Markets without regulation are always expensive and destructive at every step in the process. Manufacturing or processing the goods are hazardous both to the consumer and to the neighborhood. Before the Pure Food and Drug Act, millions died from spoiled meats or adulterated foods; and bathtub gin, denatured alcohol and jakeleg killed or crippled tens of thousands during alcohol Prohibition. Most of the deaths attributed to heroin are actually due to adulterants, substituted drugs, or unexpected potency; the same can be said for all of the reported MDMA deaths. Marijuana has also had its purity problems with herbicide, pesticide, and fertilizer contaminants. These poisonings have been almost eliminated from food and drink (including alcohol) by modern regulation and inspection.

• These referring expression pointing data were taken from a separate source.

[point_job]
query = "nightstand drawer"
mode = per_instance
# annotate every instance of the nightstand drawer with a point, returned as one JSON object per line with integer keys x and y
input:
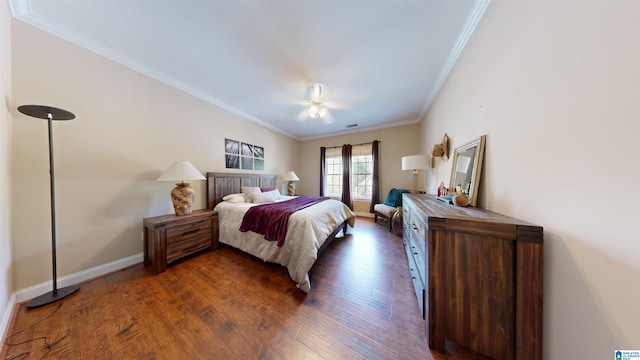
{"x": 189, "y": 231}
{"x": 168, "y": 238}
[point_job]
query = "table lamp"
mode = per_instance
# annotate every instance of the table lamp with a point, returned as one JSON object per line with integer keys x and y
{"x": 291, "y": 177}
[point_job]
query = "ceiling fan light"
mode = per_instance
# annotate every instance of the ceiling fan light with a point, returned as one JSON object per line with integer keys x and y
{"x": 313, "y": 111}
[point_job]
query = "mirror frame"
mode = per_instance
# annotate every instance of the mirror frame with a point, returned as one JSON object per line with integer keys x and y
{"x": 477, "y": 167}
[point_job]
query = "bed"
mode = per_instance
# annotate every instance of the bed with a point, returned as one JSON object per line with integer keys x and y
{"x": 309, "y": 232}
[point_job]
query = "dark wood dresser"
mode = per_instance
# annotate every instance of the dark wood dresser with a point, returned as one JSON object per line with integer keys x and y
{"x": 477, "y": 276}
{"x": 169, "y": 238}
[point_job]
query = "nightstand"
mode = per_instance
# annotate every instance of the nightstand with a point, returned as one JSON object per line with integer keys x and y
{"x": 169, "y": 238}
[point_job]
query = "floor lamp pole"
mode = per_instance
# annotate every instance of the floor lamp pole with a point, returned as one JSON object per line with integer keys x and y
{"x": 50, "y": 113}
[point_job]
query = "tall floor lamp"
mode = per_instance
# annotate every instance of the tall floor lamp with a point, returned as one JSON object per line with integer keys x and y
{"x": 50, "y": 113}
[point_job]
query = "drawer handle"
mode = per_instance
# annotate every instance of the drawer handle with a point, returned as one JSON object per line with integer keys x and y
{"x": 191, "y": 248}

Preparing drugs illegally also creates unnecessary hazards. Bathtub gin stills exploded, burning down crowded tenement apartments. Illegal meth cookers spill hazardous chemicals and explode in populated neighborhoods. Marijuana growhouses burn from improper electrical installations and innocent passers-by have been killed by booby traps at illegal grows. But Jim Beam and Jack Daniels have been safely distilling whiskey for generations; and licensed pharmaceuticals have safely manufactured methamphetamine (yes, it is a legal prescription drug) for eighty years. Legal marijuana would be grown and processed as safely as tomatoes.
The most dangerous part of an illegal market are the people who run it. The combination of artificially high prices and high risks of imprisonment or death attracts only the most ruthless and violent to compete in it. During alcohol Prohibition, modern organized crime got it start in the mobs that ruled Chicago and New York with tommy guns and bribes. After repeal lowered prices and overt regulation forced these gangs from alcohol into the other Prohibition-based markets of prostitution, gambling, and drugs. The height of the cocaine era was dominated by first the Colombian, then the Mexican Cartels, who elevated violence to military levels. They have also been prevalent in the marijuana trade. These Cartels combine with local street gangs at the retail level of the market. Repealing Prohibition replaced the murderous gangs by law-abiding breweries and distilleries. Legalization and regulation by repealing marijuana would accomplish the same transformation.
The marijuana market existed before the passage of the Marihuana Tax Act; it has not only continued, but has flourished and grown since; and it will continue into the foreseeable future. The only question facing Congress and state legislatures is whether that market will continue to fester in the dark of a criminalized black market or will it be brought out into the healthy sunlight of a legal market kept well and strong by rules and regulations – rules that protect not just the consumers in that market but also the by-standers whose lives, homes, and livelihoods are jeopardized by the Prohibition parasites that repressive laws foster among them. Legalizing the marijuana market will protect everyone.